Gangrenous necrosis:

  • It isn’t a pattern of cell death but it is used in clinical practice. It occurs in limb mostly the lower leg that has lost its blood supply and has undergone coagulative necrosis involving multiple tissue layers.
  • When bacterial infection is superimposed, coagulative necrosis is modified by the liquefactive action of the bacteria and the attracted leukocytes (resulting in so-called wet gangrene).

Caseous necrosis:

  • It is a collection of fragmented or lysed cells, unlike coagulative necrosis the tissue architecture is completely distorted and it enclosed within an inflammatory border (Caseous means cheese-like); this appearance is characteristic of a focus of inflammation known as a granuloma.

Fat necrosis:

  • It is a focal area of fat destruction resulting from release of activated pancreatic lipases into the substance of the pancreas and the peritoneal cavity.

Fibrinoid necrosis:

  • It occurs when reactive immune antigens and antibodies complexes are deposited in the walls of arteries with fibrin that has leaked out of vessels forming fibrinoid.


Mechanism of cell injury:


  1. ATP depletion: failure of energy-dependent functions reversible injury necrosis
  2. Mitochondrial damage: ATP depletion failure of energydependent cellular functions ultimately, necrosis; under some conditions, leakage of mitochondrial proteins that cause apoptosis
  3. Influx of calcium: activation of enzymes that damage cellular components and may also trigger apoptosis
  4. Accumulation of reactive oxygen species: covalent modification of cellular proteins, lipids, nucleic acids
  5. Increased permeability of cellular membranes: may affect plasma membrane, lysosomal membranes, mitochondrial membranes; typically culminates in necrosis
  6. Accumulation of damaged DNA and misfolded proteins: triggers Apoptosis.

Apoptosis

  • Regulated mechanism of cell death that serves to eliminate unwanted and damaged cells, with the least possible host reaction.
  • Characterized by enzymatic degradation of proteins and DNA, initiated by caspases; and by recognition and removal of dead cells by phagocytes.
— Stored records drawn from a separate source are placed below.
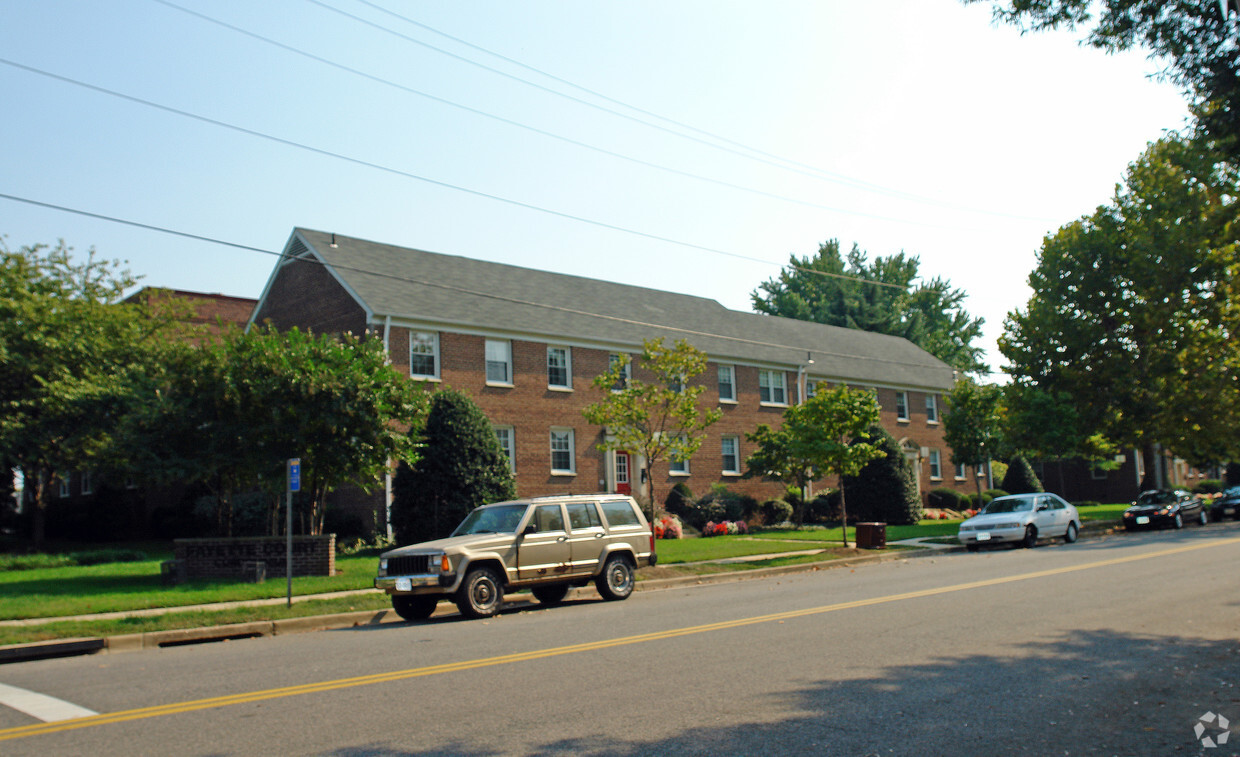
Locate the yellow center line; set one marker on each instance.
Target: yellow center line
(521, 657)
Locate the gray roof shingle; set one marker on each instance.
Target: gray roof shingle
(447, 289)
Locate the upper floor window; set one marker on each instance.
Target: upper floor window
(771, 389)
(499, 361)
(625, 375)
(730, 448)
(727, 384)
(902, 406)
(504, 434)
(424, 354)
(562, 459)
(559, 369)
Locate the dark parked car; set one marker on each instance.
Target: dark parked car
(1228, 504)
(1163, 508)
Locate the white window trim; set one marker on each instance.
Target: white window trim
(732, 372)
(434, 355)
(511, 452)
(737, 453)
(507, 361)
(781, 386)
(568, 370)
(572, 452)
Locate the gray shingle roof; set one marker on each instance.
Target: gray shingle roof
(447, 289)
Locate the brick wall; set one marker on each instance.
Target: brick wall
(226, 557)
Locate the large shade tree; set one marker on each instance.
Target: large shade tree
(1195, 40)
(1133, 308)
(883, 295)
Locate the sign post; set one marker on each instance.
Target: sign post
(294, 474)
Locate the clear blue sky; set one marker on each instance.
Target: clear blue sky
(912, 125)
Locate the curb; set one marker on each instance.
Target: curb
(155, 639)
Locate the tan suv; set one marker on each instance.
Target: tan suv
(544, 544)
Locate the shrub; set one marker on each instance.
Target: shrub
(825, 508)
(1208, 487)
(1021, 478)
(460, 468)
(884, 489)
(944, 499)
(775, 511)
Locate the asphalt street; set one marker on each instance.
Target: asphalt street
(1115, 645)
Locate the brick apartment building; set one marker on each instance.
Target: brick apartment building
(526, 345)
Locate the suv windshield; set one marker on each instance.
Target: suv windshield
(500, 519)
(1009, 504)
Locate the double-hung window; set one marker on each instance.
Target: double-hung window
(559, 367)
(424, 355)
(562, 459)
(625, 374)
(730, 448)
(902, 406)
(504, 434)
(771, 389)
(727, 384)
(499, 361)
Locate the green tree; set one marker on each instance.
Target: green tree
(1021, 478)
(656, 417)
(884, 489)
(883, 295)
(816, 439)
(1193, 37)
(971, 425)
(461, 467)
(66, 343)
(1131, 299)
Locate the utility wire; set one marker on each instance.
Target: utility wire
(459, 289)
(758, 154)
(419, 178)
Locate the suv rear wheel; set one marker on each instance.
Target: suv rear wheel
(615, 581)
(480, 593)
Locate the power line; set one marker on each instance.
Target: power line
(459, 289)
(417, 176)
(522, 125)
(765, 156)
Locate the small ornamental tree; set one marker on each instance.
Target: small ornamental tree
(884, 489)
(1021, 478)
(816, 441)
(656, 418)
(461, 465)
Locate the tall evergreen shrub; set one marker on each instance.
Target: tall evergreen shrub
(884, 490)
(461, 467)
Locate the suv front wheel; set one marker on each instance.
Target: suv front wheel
(480, 593)
(615, 581)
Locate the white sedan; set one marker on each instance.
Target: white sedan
(1021, 518)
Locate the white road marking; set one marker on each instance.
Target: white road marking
(47, 709)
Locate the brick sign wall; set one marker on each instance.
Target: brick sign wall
(227, 557)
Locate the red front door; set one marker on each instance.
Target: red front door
(623, 473)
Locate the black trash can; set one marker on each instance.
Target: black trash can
(872, 535)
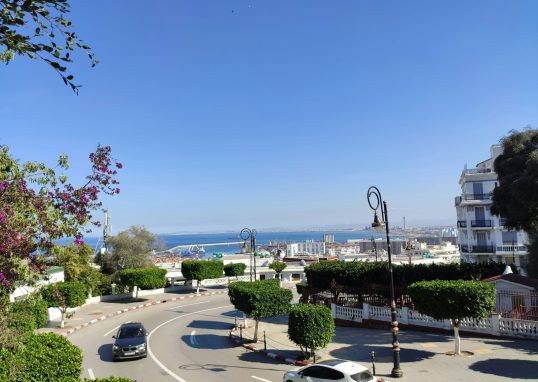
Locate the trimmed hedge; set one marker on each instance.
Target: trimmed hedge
(234, 269)
(45, 357)
(449, 299)
(201, 269)
(362, 274)
(110, 379)
(310, 326)
(143, 278)
(260, 299)
(36, 306)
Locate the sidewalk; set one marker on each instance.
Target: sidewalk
(423, 355)
(95, 312)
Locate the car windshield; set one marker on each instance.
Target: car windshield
(363, 376)
(130, 332)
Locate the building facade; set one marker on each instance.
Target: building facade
(482, 236)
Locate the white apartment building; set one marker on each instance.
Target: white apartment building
(309, 247)
(482, 235)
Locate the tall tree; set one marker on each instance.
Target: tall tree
(39, 30)
(516, 197)
(38, 206)
(130, 249)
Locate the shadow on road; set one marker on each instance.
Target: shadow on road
(202, 324)
(509, 368)
(207, 341)
(105, 352)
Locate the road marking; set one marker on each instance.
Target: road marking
(195, 303)
(260, 379)
(156, 360)
(193, 338)
(110, 331)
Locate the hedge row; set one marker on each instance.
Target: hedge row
(143, 278)
(363, 274)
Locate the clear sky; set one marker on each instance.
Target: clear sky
(281, 114)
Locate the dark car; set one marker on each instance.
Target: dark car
(131, 342)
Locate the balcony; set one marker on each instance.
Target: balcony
(483, 249)
(477, 196)
(481, 223)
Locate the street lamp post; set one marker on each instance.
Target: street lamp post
(374, 196)
(246, 234)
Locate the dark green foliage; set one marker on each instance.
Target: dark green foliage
(46, 357)
(110, 379)
(310, 326)
(201, 269)
(143, 278)
(65, 294)
(260, 299)
(234, 269)
(38, 29)
(301, 286)
(35, 306)
(516, 197)
(278, 266)
(363, 274)
(453, 299)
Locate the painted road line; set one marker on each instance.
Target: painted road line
(110, 331)
(260, 379)
(156, 360)
(194, 303)
(193, 338)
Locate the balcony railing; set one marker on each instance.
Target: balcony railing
(481, 223)
(477, 196)
(483, 249)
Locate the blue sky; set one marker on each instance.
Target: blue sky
(281, 114)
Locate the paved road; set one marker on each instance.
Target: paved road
(189, 342)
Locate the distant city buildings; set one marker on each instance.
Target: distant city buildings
(482, 236)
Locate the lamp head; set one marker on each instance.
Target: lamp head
(378, 224)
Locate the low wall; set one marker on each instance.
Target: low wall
(493, 325)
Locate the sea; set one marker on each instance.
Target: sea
(201, 240)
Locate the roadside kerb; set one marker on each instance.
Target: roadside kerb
(235, 338)
(136, 307)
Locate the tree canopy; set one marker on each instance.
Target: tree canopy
(39, 30)
(130, 249)
(516, 197)
(38, 205)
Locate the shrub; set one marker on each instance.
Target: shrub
(310, 326)
(110, 379)
(45, 357)
(143, 278)
(234, 269)
(36, 306)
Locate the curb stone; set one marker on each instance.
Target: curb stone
(252, 347)
(136, 307)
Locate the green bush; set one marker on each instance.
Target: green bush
(45, 357)
(362, 274)
(201, 269)
(234, 269)
(36, 306)
(310, 326)
(143, 278)
(110, 379)
(301, 286)
(260, 299)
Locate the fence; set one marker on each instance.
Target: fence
(493, 325)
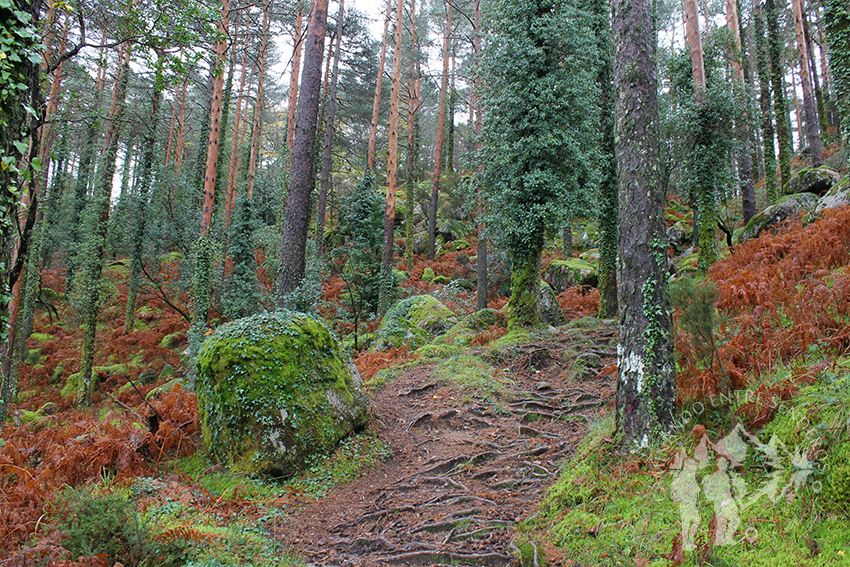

It is initiated by two major pathways:

Mitochondrial (intrinsic) pathway :

  • Is triggered by loss of survival signals, DNA damage and accumulation of misfolded proteins (ER stress); associated with leakage of pro-apoptotic proteins from mitochondrial membrane into the cytoplasm, where they trigger caspase activation; inhibited by anti-apoptotic members of the Bcl family, which are induced by survival signals including growth factors.

Death receptor (extrinsic) pathway :

  • Is responsible for elimination of self-reactive lymphocytes and damage by cytotoxic T lymphocytes; is initiated by engagement of death receptors (members of the TNF receptor family) by ligands on adjacent cells.